Cumartesi Anneleri Ertak Dosyasını Hatırlattı: “Barış Susarak Değil, Hakikati Konuşarak Gelir”

Cumartesi Anneleri/İnsanları, gözaltında kaybettirilen yakınlarının akıbetini sormak için Galatasaray Meydanı’nda gerçekleştirdikleri 1065’inci buluşmada bu kez 1992 yılında Şırnak’ta kaybedilen Mehmet Ertak’ın hikâyesini gündeme taşıdı. Eylemde, Ertak ailesinin gönderdiği mektup okundu; mektupta, dosyanın avukatı Tahir Elçi’nin de susturulduğuna dikkat çekildi.

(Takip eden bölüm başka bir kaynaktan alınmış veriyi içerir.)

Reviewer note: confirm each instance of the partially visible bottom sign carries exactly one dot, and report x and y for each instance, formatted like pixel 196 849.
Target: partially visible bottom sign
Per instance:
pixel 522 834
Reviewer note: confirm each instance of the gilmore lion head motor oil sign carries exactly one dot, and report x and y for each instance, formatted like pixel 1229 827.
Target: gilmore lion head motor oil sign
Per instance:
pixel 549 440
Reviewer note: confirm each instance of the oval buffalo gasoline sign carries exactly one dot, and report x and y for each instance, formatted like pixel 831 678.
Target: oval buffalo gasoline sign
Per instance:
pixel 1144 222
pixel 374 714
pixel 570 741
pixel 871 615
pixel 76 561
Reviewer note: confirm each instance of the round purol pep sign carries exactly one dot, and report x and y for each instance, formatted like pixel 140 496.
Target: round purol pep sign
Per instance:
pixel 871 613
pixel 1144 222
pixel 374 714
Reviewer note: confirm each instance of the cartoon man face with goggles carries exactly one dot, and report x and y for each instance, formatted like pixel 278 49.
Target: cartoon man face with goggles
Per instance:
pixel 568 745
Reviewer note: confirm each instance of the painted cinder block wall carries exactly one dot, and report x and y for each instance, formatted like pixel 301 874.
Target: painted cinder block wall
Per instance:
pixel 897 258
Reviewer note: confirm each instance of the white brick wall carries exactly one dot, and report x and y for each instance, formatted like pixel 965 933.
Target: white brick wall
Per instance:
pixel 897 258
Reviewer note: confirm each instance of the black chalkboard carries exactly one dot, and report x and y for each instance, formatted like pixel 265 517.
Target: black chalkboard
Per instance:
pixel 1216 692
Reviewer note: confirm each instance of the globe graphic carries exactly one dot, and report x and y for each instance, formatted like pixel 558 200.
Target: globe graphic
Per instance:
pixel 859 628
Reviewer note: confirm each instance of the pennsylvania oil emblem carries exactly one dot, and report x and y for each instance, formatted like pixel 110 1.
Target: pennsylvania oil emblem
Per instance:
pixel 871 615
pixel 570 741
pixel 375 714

Hak savunucularının yanı sıra CHP Diyarbakır Milletvekili Sezgin Tanrıkulu’nun da katıldığı eylemde yapılan açıklamalar, devletin faili meçhul politikalarının ve cezasızlık kültürünün güncel barış tartışmalarıyla nasıl iç içe geçtiğini bir kez daha ortaya koydu.

“Gözaltına Alındı” Denilmedi, Ama Tutanak Vardı

Basın açıklamasını okuyan kayıp yakını Maside Ocak, Mehmet Ertak’ın Şırnak’ın Rezuk mezrasında yaşadığını, kömür ocağında işçi olarak çalıştığını ve daha önce iki kez gözaltına alınıp ağır işkence gördükten sonra serbest bırakıldığını anlattı.

Ocak, Ertak’ın 18 Ağustos 1992’de işten dönerken polis kontrol noktasında gözaltına alındığını, Şırnak Emniyet Müdürlüğü’ne götürüldüğüne dair tutanak tutulmasına rağmen ailesine “gözaltına alınmadı” denildiğini hatırlattı. Bu çelişki, Türkiye’de kayıplar meselesinde en sık karşılaşılan devlet inkârının somut bir örneği olarak öne çıktı.

JİTEM İtirafları ve İnkâr Mekanizması

1997’de JİTEM personeli Murat İpek’in itiraflarına da dikkat çeken Ocak, Ertak’ın Şırnak Emniyet Müdürü Necati Altuntaş ve Terörle Mücadele Şube Müdürü Mehmet Kaplan’ın emriyle öldürülüp gömüldüğünün açıkça dile getirildiğini aktardı. İpek’in ifadesine göre bu infazlar dönemin OHAL Valisi Ünal Erkan’ın bilgisi dahilinde gerçekleşmişti.

Bu itiraflar, devlet görevlilerinin doğrudan sorumluluğunu ortaya koymasına rağmen dosya cezasızlıkla sonuçlandı. Cumartesi Anneleri’nin yıllardır vurguladığı “inkâr ve cezasızlık zinciri”nin Ertak vakasında da tekrarlandığı görülüyor.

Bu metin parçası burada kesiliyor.